The platform waxes eloquently about the First Amendment rights of all Americans, but for some reason, this passion for the First Amendment is not extended to America’s contract farmers – farmers who raise poultry and hogs for large meat and poultry corporations. An estimated 96 percent of all chickens and 43 percent of all hogs in the U.S. are grown in the contract agriculture system, according to USDA. The platform states,
“Congress has repeatedly had to block the current Administration’s draconian rules concerning the marketing of poultry and livestock. This regulatory impulse must be curbed, not on a case-by-case basis, but through a fundamental restructuring of the regulatory process. In the meantime, the intrusive and expensive federal mandates…should be ended as soon as possible by a Republican Congress.”
Without expressly saying so, the platform is rejecting the USDA’s attempt to finalize the rules for the Packers and Stockyards Act of 1921, which would enshrine basic rights for farmers into law, including: the right to free speech and association and the protection against retaliation for exercising those rights; the right for farmers to understand how their pay is calculated, thus ensuring payments are fair; and the right to a jury trial in potential disputes with an employer.
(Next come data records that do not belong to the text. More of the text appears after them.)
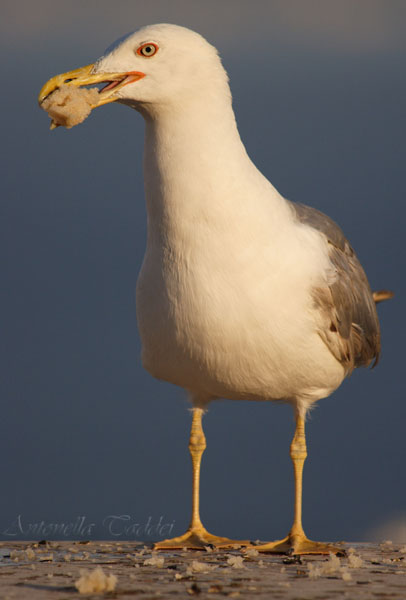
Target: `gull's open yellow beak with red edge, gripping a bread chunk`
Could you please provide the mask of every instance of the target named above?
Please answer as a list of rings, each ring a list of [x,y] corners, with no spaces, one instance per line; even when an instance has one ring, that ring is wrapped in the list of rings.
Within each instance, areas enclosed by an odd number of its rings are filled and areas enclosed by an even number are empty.
[[[118,90],[129,83],[133,83],[134,81],[138,81],[139,79],[142,79],[142,77],[145,77],[145,74],[140,71],[127,71],[125,73],[93,73],[93,69],[94,64],[91,64],[80,67],[79,69],[74,69],[73,71],[68,71],[67,73],[55,75],[55,77],[52,77],[42,87],[38,96],[39,105],[41,106],[45,98],[61,85],[80,87],[83,85],[106,83],[107,85],[100,90],[99,100],[92,106],[93,109],[97,106],[103,106],[103,104],[118,100]],[[57,126],[58,125],[53,124],[51,125],[51,129],[54,129]]]

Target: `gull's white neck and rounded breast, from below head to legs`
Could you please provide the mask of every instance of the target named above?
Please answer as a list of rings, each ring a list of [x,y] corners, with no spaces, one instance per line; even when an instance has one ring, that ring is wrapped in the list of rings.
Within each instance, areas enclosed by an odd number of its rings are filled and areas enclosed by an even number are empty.
[[[207,398],[325,397],[344,371],[315,327],[323,239],[251,163],[231,108],[220,132],[202,111],[197,130],[187,115],[147,123],[144,366]]]

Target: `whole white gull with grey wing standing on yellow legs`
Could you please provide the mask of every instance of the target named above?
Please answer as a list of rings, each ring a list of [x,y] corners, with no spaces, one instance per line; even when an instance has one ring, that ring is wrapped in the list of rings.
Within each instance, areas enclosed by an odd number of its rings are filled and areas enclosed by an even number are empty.
[[[391,293],[374,298],[340,227],[285,199],[250,160],[226,71],[201,35],[171,24],[144,27],[95,63],[50,79],[39,102],[62,86],[100,83],[92,108],[119,102],[146,126],[147,244],[136,292],[142,362],[184,388],[193,405],[191,522],[184,535],[155,547],[249,544],[209,533],[200,519],[202,416],[225,398],[284,401],[294,410],[293,525],[283,540],[257,550],[338,552],[310,540],[302,526],[306,414],[355,367],[376,364],[375,301]]]

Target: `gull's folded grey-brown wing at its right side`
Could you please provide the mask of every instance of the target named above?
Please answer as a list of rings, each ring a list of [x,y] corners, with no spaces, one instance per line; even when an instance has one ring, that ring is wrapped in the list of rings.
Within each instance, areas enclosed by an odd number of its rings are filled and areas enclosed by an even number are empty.
[[[378,361],[381,349],[378,315],[367,276],[340,227],[327,215],[289,202],[296,219],[325,236],[337,278],[317,287],[313,298],[321,316],[319,335],[350,374],[354,367]]]

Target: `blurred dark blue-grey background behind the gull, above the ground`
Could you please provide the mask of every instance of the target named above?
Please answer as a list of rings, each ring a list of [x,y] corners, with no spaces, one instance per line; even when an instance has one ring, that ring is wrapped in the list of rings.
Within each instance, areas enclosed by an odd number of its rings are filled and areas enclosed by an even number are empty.
[[[321,540],[406,538],[402,0],[3,0],[0,537],[63,537],[52,524],[80,517],[93,526],[78,538],[110,537],[110,515],[162,517],[173,534],[189,521],[189,405],[140,364],[143,120],[113,104],[50,132],[36,104],[50,76],[156,22],[219,49],[254,162],[342,226],[373,289],[396,292],[379,307],[378,367],[311,415],[304,525]],[[207,528],[285,535],[291,409],[219,401],[204,426]],[[158,529],[114,531],[157,539]]]

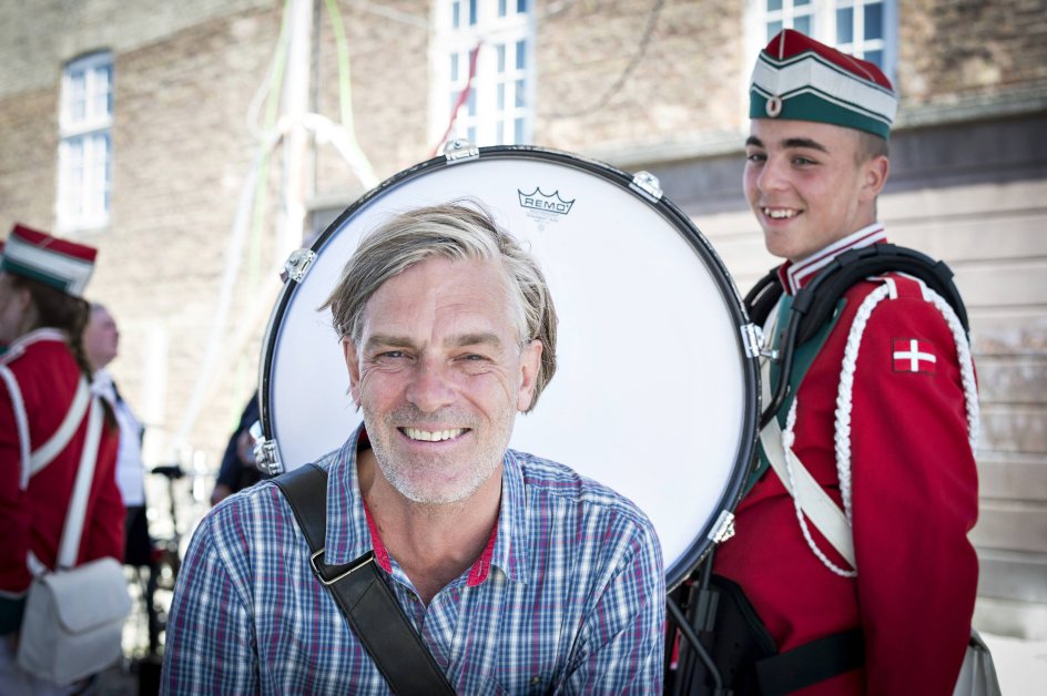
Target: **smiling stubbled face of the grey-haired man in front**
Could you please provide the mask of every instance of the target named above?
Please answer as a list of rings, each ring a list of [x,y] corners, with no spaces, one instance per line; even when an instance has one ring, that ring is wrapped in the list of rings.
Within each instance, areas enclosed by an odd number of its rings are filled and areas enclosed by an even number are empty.
[[[501,463],[531,401],[541,342],[520,347],[496,262],[431,258],[387,280],[343,341],[384,477],[420,503],[467,499]]]

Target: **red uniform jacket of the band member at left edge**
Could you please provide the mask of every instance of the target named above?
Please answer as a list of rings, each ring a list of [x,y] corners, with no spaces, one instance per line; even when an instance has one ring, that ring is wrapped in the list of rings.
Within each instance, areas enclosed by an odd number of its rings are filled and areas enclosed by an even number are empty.
[[[58,430],[81,376],[62,335],[32,331],[14,341],[0,359],[18,382],[29,424],[31,449]],[[27,553],[53,567],[87,437],[83,418],[65,449],[22,488],[22,457],[16,410],[8,383],[0,379],[0,598],[18,600],[29,587]],[[119,431],[102,427],[78,563],[102,556],[123,557],[124,508],[116,488]]]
How can it possibly be in the interest of constitutionalists to reject the basic rights of our nation’s family farmers in the name of stopping the “regulatory impulse”?
Despite bipartisan votes in both the House and Senate to approve mandatory labeling of genetically modified foods, the platform nonetheless stands in opposition to the GMO labeling bill recently passed by Congress. It is difficult to know whether to laugh or cry, but perhaps the most positive spin on this platform plank is the heartening news that sometimes Congress can focus its attention on practical politics and the art of the deal, rather than drawing lines in the sand that foster division instead of unity in pursuit of the public good.